This repository includes a first attempt to predict anthropogenic carbon in the ocean by using machine learning models

Primary LanguageJupyter Notebook

Capstone on the machine learning (ML) use for the prediction of the anthropogenic carbon in the ocean


Tobia Tudino (TTudino)


This project provides an initial exploration of the machine learning potentialities to predict the oceanic anthropogenic carbon. This aims to:

  • find an alternative approach to the currently used methods,
  • reduce the uncertainty in the anthropogenic carbon estimates (currently at approximately 20%).

Related reading

[1] Friis, K., Körtzinger, A., Pätsch, J., and Wallace, D.W.R.: On the temporal increase of anthropogenic CO2 in the subpolar North Atlantic, Deep Sea Res. I, 52, 681-698, 2005.

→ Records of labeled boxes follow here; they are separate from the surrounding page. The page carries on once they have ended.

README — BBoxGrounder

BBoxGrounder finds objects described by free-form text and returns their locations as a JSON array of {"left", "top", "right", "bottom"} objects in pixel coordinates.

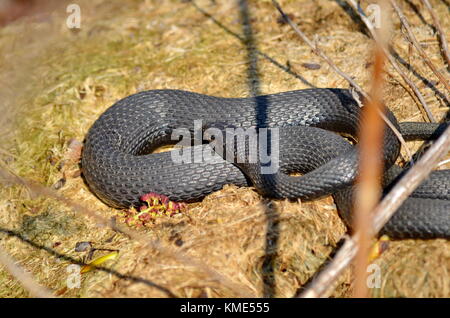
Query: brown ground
[{"left": 0, "top": 0, "right": 450, "bottom": 297}]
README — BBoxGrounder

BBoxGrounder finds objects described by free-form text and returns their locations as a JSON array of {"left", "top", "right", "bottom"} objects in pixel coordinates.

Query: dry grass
[{"left": 0, "top": 0, "right": 450, "bottom": 297}]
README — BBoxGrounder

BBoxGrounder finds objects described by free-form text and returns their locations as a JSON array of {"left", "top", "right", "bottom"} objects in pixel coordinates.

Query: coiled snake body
[{"left": 82, "top": 88, "right": 450, "bottom": 238}]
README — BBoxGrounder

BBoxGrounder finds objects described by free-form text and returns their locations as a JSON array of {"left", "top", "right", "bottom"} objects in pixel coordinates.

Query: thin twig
[
  {"left": 348, "top": 0, "right": 436, "bottom": 123},
  {"left": 0, "top": 167, "right": 254, "bottom": 297},
  {"left": 272, "top": 0, "right": 369, "bottom": 98},
  {"left": 300, "top": 127, "right": 450, "bottom": 298},
  {"left": 272, "top": 0, "right": 414, "bottom": 160},
  {"left": 422, "top": 0, "right": 450, "bottom": 68},
  {"left": 390, "top": 0, "right": 450, "bottom": 92},
  {"left": 0, "top": 247, "right": 55, "bottom": 298},
  {"left": 353, "top": 14, "right": 386, "bottom": 298}
]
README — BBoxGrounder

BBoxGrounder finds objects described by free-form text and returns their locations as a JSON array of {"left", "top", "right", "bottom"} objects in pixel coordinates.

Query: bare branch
[
  {"left": 0, "top": 248, "right": 55, "bottom": 298},
  {"left": 422, "top": 0, "right": 450, "bottom": 68},
  {"left": 348, "top": 0, "right": 436, "bottom": 123},
  {"left": 300, "top": 127, "right": 450, "bottom": 298},
  {"left": 272, "top": 0, "right": 369, "bottom": 98},
  {"left": 390, "top": 0, "right": 450, "bottom": 92}
]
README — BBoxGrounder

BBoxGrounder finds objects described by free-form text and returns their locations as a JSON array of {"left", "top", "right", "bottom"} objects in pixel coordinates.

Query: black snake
[{"left": 82, "top": 88, "right": 450, "bottom": 238}]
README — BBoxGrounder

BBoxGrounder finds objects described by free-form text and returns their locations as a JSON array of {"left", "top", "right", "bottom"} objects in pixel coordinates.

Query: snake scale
[{"left": 82, "top": 88, "right": 450, "bottom": 238}]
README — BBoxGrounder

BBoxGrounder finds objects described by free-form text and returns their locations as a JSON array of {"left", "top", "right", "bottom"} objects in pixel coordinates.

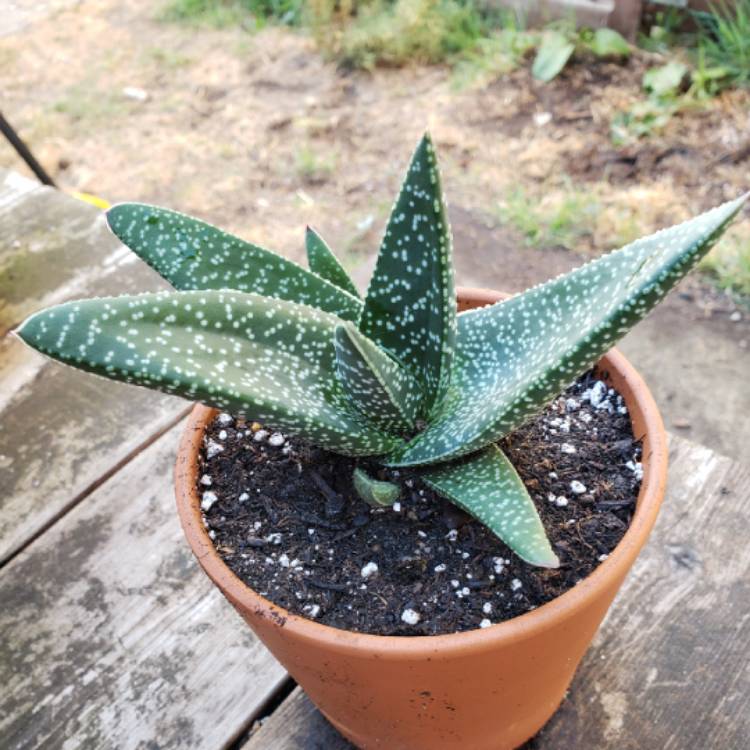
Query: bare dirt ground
[{"left": 0, "top": 0, "right": 750, "bottom": 460}]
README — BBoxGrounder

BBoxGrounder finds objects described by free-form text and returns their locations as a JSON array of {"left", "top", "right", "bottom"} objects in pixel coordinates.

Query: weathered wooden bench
[{"left": 0, "top": 173, "right": 750, "bottom": 750}]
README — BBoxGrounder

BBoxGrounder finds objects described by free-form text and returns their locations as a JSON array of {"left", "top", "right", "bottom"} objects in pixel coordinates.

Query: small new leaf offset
[
  {"left": 352, "top": 467, "right": 401, "bottom": 507},
  {"left": 422, "top": 445, "right": 560, "bottom": 568},
  {"left": 305, "top": 227, "right": 359, "bottom": 299},
  {"left": 359, "top": 136, "right": 456, "bottom": 416},
  {"left": 334, "top": 323, "right": 422, "bottom": 433},
  {"left": 17, "top": 291, "right": 398, "bottom": 455},
  {"left": 588, "top": 26, "right": 631, "bottom": 57},
  {"left": 531, "top": 30, "right": 576, "bottom": 83},
  {"left": 107, "top": 203, "right": 362, "bottom": 320},
  {"left": 388, "top": 196, "right": 747, "bottom": 466}
]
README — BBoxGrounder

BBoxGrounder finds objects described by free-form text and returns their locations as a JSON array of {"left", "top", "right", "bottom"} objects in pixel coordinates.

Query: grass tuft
[{"left": 161, "top": 0, "right": 305, "bottom": 29}]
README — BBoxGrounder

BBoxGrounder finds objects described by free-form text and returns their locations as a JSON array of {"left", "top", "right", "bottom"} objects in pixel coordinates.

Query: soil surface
[
  {"left": 0, "top": 0, "right": 750, "bottom": 460},
  {"left": 198, "top": 373, "right": 642, "bottom": 635}
]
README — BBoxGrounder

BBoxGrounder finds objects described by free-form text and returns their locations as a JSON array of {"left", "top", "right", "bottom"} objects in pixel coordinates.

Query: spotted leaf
[
  {"left": 334, "top": 323, "right": 422, "bottom": 432},
  {"left": 422, "top": 445, "right": 560, "bottom": 568},
  {"left": 359, "top": 135, "right": 456, "bottom": 416},
  {"left": 389, "top": 196, "right": 747, "bottom": 466},
  {"left": 352, "top": 467, "right": 401, "bottom": 507},
  {"left": 107, "top": 203, "right": 362, "bottom": 320},
  {"left": 305, "top": 227, "right": 359, "bottom": 299},
  {"left": 17, "top": 291, "right": 398, "bottom": 455}
]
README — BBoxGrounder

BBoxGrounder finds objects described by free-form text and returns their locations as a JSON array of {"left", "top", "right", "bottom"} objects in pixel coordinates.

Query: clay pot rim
[{"left": 174, "top": 288, "right": 668, "bottom": 659}]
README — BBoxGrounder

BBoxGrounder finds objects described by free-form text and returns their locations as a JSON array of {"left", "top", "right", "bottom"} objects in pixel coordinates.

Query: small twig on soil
[{"left": 310, "top": 471, "right": 345, "bottom": 517}]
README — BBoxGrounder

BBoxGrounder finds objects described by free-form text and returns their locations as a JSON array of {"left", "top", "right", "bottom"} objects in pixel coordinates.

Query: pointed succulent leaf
[
  {"left": 305, "top": 227, "right": 359, "bottom": 299},
  {"left": 352, "top": 467, "right": 401, "bottom": 507},
  {"left": 18, "top": 291, "right": 397, "bottom": 455},
  {"left": 531, "top": 30, "right": 576, "bottom": 83},
  {"left": 107, "top": 203, "right": 362, "bottom": 320},
  {"left": 422, "top": 445, "right": 560, "bottom": 568},
  {"left": 359, "top": 136, "right": 456, "bottom": 415},
  {"left": 388, "top": 196, "right": 747, "bottom": 466},
  {"left": 334, "top": 323, "right": 422, "bottom": 432}
]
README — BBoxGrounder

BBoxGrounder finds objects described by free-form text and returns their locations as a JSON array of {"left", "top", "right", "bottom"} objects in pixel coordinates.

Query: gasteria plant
[{"left": 18, "top": 136, "right": 747, "bottom": 567}]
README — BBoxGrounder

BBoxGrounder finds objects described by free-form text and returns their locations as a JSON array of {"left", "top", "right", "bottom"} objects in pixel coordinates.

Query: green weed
[
  {"left": 295, "top": 145, "right": 336, "bottom": 185},
  {"left": 161, "top": 0, "right": 305, "bottom": 28},
  {"left": 499, "top": 186, "right": 600, "bottom": 249},
  {"left": 700, "top": 227, "right": 750, "bottom": 297},
  {"left": 693, "top": 0, "right": 750, "bottom": 87}
]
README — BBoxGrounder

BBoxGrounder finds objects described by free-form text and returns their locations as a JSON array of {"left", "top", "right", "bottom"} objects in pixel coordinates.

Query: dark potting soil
[{"left": 199, "top": 373, "right": 642, "bottom": 635}]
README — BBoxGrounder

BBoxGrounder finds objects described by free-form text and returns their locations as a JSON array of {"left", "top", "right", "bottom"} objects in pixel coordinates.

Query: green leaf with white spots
[
  {"left": 422, "top": 445, "right": 560, "bottom": 568},
  {"left": 334, "top": 323, "right": 422, "bottom": 433},
  {"left": 305, "top": 227, "right": 359, "bottom": 299},
  {"left": 17, "top": 291, "right": 399, "bottom": 455},
  {"left": 352, "top": 467, "right": 401, "bottom": 507},
  {"left": 359, "top": 135, "right": 456, "bottom": 416},
  {"left": 388, "top": 196, "right": 747, "bottom": 466},
  {"left": 107, "top": 203, "right": 362, "bottom": 320}
]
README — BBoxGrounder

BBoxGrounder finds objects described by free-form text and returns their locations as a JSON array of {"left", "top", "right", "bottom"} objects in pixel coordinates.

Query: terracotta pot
[{"left": 175, "top": 289, "right": 667, "bottom": 750}]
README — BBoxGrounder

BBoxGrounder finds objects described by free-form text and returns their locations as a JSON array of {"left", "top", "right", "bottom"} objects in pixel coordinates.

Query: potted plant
[{"left": 18, "top": 137, "right": 745, "bottom": 750}]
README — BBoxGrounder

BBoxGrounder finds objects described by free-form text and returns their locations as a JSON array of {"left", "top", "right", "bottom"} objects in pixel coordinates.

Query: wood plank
[
  {"left": 243, "top": 438, "right": 750, "bottom": 750},
  {"left": 242, "top": 687, "right": 354, "bottom": 750},
  {"left": 0, "top": 172, "right": 188, "bottom": 561},
  {"left": 0, "top": 425, "right": 285, "bottom": 750}
]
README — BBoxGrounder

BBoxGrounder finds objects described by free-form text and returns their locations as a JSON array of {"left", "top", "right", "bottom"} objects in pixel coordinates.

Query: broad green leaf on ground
[
  {"left": 17, "top": 291, "right": 398, "bottom": 455},
  {"left": 334, "top": 323, "right": 422, "bottom": 432},
  {"left": 305, "top": 227, "right": 359, "bottom": 299},
  {"left": 388, "top": 196, "right": 747, "bottom": 466},
  {"left": 589, "top": 26, "right": 630, "bottom": 57},
  {"left": 422, "top": 445, "right": 560, "bottom": 568},
  {"left": 352, "top": 467, "right": 401, "bottom": 506},
  {"left": 107, "top": 203, "right": 362, "bottom": 320},
  {"left": 359, "top": 136, "right": 456, "bottom": 415},
  {"left": 643, "top": 60, "right": 688, "bottom": 96},
  {"left": 531, "top": 31, "right": 575, "bottom": 83}
]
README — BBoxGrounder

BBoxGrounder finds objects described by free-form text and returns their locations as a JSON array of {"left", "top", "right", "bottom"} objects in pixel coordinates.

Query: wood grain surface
[{"left": 0, "top": 426, "right": 285, "bottom": 750}]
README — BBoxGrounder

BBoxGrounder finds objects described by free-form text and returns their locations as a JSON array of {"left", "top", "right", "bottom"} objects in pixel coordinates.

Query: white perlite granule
[
  {"left": 201, "top": 490, "right": 219, "bottom": 513},
  {"left": 206, "top": 440, "right": 224, "bottom": 458},
  {"left": 401, "top": 609, "right": 420, "bottom": 625}
]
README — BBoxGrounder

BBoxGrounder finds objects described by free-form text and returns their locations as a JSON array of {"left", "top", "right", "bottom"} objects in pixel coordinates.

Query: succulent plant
[{"left": 18, "top": 136, "right": 745, "bottom": 567}]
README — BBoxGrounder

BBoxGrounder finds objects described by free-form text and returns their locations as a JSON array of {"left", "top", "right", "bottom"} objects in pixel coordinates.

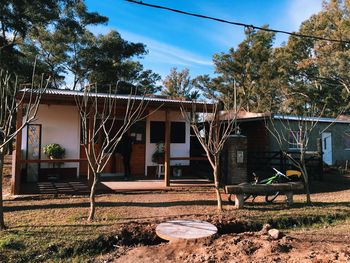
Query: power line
[{"left": 125, "top": 0, "right": 350, "bottom": 44}]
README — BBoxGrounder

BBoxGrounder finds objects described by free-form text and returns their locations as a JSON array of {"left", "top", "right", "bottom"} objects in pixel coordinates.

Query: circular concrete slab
[{"left": 156, "top": 219, "right": 218, "bottom": 241}]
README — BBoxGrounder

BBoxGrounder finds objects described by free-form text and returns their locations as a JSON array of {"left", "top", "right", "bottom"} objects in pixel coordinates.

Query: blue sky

[2] Gruber, N., Sarmiento, J.L., and Stocker, T.F.: An improved method for detecting anthropogenic CO2 in the oceans, Glob. Biogeochem. Cycles, 10, 809-837, 1996.

[3] Khatiwala, S., Primeau, F., and Hall, T.: Reconstruction of the history of anthropogenic CO2 concentrations in the ocean, Nature, 462, 346-349, 2009.

[4] S.K. Lauvset et al. A new global interior ocean mapped climatology: the 1◦ x 1◦ GLODAP version 2. Earth Syst. Sci. Data, 8, 2016. doi: 10.5194/essd-8-325-2016.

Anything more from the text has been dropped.